Consider now a plane being in front of a square, [fig. 34]. The square can turn about any point in the plane—say the point A. But it cannot turn about a line, as AB. For, in order to turn about the line AB, the square must leave the plane and move in the third dimension. This motion is out of his range of observation, and is therefore, except for a process of reasoning, inconceivable to him.

Rotation will therefore be to him rotation about a point. Rotation about a line will be inconceivable to him.
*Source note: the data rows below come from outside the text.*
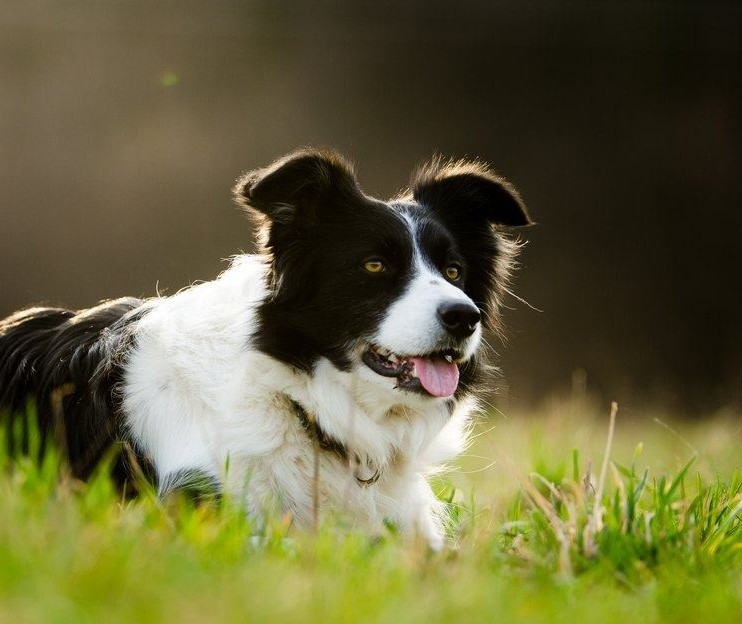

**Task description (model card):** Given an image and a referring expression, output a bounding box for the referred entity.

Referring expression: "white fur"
[374,213,482,359]
[122,256,478,548]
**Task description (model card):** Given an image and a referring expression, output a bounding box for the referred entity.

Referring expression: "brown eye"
[446,264,461,282]
[363,259,386,273]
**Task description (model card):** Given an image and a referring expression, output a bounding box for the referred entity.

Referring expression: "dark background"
[0,0,742,413]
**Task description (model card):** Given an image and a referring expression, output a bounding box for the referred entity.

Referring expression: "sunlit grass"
[0,404,742,624]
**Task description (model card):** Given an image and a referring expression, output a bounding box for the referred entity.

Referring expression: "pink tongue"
[410,358,459,397]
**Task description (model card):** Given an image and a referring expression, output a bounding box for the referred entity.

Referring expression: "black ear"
[233,149,360,223]
[411,159,533,226]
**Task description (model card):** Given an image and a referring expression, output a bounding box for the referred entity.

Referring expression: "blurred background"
[0,0,742,415]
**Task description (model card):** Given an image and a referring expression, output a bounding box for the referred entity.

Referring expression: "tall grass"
[0,406,742,623]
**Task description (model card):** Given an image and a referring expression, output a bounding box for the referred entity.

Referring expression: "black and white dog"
[0,150,529,547]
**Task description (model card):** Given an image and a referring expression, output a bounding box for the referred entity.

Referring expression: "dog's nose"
[438,301,482,338]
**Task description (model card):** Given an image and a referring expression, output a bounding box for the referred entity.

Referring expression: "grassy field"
[0,403,742,624]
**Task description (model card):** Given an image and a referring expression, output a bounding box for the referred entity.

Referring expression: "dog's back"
[0,298,142,478]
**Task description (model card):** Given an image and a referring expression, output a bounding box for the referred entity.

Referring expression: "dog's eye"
[446,264,461,282]
[363,258,386,273]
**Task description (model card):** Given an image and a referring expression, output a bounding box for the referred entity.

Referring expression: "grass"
[0,403,742,624]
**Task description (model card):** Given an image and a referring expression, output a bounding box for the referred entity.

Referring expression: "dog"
[0,149,531,549]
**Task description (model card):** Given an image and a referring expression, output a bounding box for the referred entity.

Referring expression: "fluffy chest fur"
[121,256,471,542]
[0,150,529,547]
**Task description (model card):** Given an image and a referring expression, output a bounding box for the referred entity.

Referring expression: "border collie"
[0,149,530,548]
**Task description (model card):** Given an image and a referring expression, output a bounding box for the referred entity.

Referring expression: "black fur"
[234,150,530,394]
[0,298,146,478]
[0,150,530,489]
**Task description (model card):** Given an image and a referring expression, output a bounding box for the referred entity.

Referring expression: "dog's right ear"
[233,149,361,225]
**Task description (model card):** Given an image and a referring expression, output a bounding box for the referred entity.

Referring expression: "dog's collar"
[289,398,381,486]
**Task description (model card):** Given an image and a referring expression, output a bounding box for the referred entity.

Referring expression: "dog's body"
[0,151,529,547]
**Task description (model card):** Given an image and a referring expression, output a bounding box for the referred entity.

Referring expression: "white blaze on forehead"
[375,213,481,355]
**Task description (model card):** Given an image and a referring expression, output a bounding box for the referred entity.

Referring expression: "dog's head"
[235,150,530,402]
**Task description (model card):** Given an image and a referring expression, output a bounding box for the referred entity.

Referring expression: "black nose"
[438,301,482,338]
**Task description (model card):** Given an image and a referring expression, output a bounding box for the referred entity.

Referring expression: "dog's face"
[235,151,529,402]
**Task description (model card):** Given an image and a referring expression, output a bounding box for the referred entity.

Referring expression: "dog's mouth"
[362,345,461,397]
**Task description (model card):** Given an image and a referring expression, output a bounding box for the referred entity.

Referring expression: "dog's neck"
[285,360,454,478]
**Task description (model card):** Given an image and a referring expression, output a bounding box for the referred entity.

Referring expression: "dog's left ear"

The result of rotation about a line he can apprehend. He can see the first and last positions occupied in a half-revolution about the line AC. The result of such a half revolution is to place the square ABCD on the left hand instead of on the right hand of the line AC. It would correspond to a pulling of the whole body ABCD through the line AC, or to the production of a solid body which was the exact reflection of it in the line AC. It would be as if the square ABCD turned into its image, the line AB acting as a mirror. Such a reversal of the positions of the parts of the square would be impossible in his space. The occurrence of it would be a proof of the existence of a higher dimensionality.

Fig. 35.

Let him now, adopting the conception of a three-dimensional body as a series of sections lying, each removed a little farther than the preceding one, in direction at right angles to his plane, regard a cube, [fig. 36], as a series of sections, each like the square which forms its base, all rigidly connected together.

If now he turns the square about the point A in the plane of xy, each parallel section turns with the square he moves. In each of the sections there is a point at rest, that vertically over A. Hence he would conclude that in the turning of a three-dimensional body there is one line which is at rest. That is a three-dimensional turning in a turning about a line.

In a similar way let us regard ourselves as limited to a three-dimensional world by a physical condition. Let us imagine that there is a direction at right angles to every direction in which we can move, and that we are prevented from passing in this direction by a vast solid, that against which in every movement we make we slip as the plane being slips against his plane sheet.

We can then consider a four-dimensional body as consisting of a series of sections, each parallel to our space, and each a little farther off than the preceding on the unknown dimension.